Speaking of transportation, Forbes estimates Uber founder Travis Kalanick’s wealth to be in the $5.9 billion range, which could have some wondering if relative to Brian Chesky (one of the Airbnb founders), he’s crossed the line of corruption that Manjoo confidently believes exists. Ok, but if so, it seems tens of millions the world over would lustily cheer the rise of many more Kalanicks in consideration of what his innovation has meant for convenient transportation, safe transportation, and overall piece of mind in the knowledge that there’s always a ride when we need one.
Considering death, Patrick Soon-Shiong is worth $7 billion. Interesting there is that the primary source of his wealth is a cancer drug he invented by the name of Abraxane. As most readers know well, a pancreatic cancer diagnosis has long been the equivalent of a death sentence. Soon-Shiong’s drug has given hope to those who historically had none.

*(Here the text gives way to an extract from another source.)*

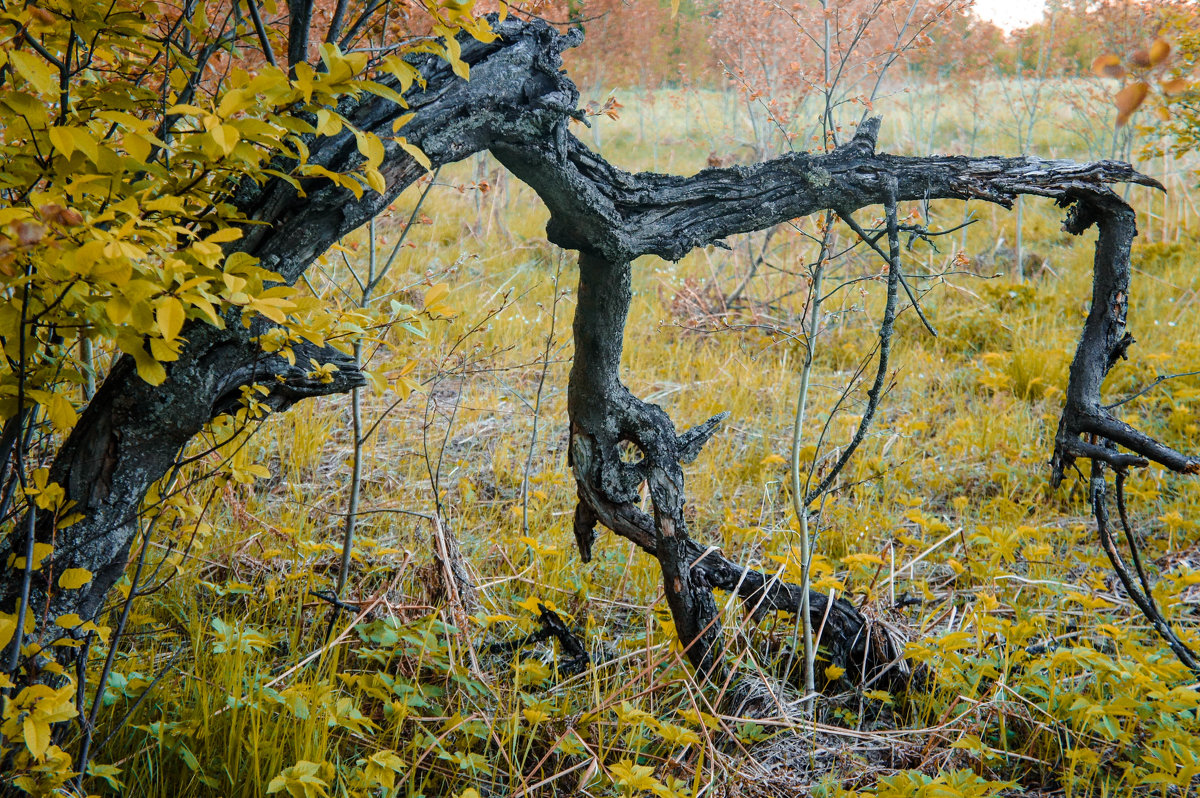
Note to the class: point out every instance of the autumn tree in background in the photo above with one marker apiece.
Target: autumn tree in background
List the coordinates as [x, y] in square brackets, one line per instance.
[835, 52]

Notable about Soon-Shiong is that he’s one of a growing number of billionaires who has made it his mission to rejuvenate a struggling print media space. Indeed, last year Soon-Shiong purchased the ailing Los Angeles Times with an eye on fixing what limped. And as previously mentioned, Soon Shiong is hardly the first billionaire to do just that. Carlos Slim saved the gold standard of newspapers with his investment in the New York Times, which employs Manjoo, despite a net worth of $63 billion. The Washington Post? The world’s richest man in Jeff Bezos purchased the then struggling newspaper in 2013, only to revitalize it.
Outside of print, Manjoo might have consulted his Times colleague Thomas Erdbrink. Erdbrink is the Teheran bureau chief for the Times, and in a recent column he happily noted how Instagram (owned by Facebook – founder Mark Zuckerberg’s net worth: $61B) “has been a major driver of change in a country where everything was hidden.” Translated, Instagram has enabled gradual liberalization in a part of the world that’s rather repressed, much as Facebook has served as a communication device for repressed people seeking escape from repression that Manjoo is luckily free from in the United States.
So if earned wealth doesn’t corrupt the makers of same, what does? Is it inherited money? Is Laurene Powell Jobs the problem since she’s got a net worth of $18.5 billion after the death of Steve Jobs? The previous question rates asking mainly because Manjoo can’t seriously have thought Jobs somehow made us worse off. Goodness, for under $1,000 he put supercomputers in our pockets that would have cost many millions if someone had attempted to create same when the 21st century began. Powell Jobs has notably revived The Atlantic in the media space, among others.
Manjoo whines that “we’ve been in a devastating national love affair with billionaires” for the last twenty years, but leaves out why: they make our lives infinitely better, including Manjoo’s. Which speaks to the downside of the billionaire class. While we couldn’t live without their accomplishments, we also have to suffer the droolings of Manjoo. He would never admit it, but he’s an unfortunate creation of the billionaires he despises. Tradeoffs can be brutal.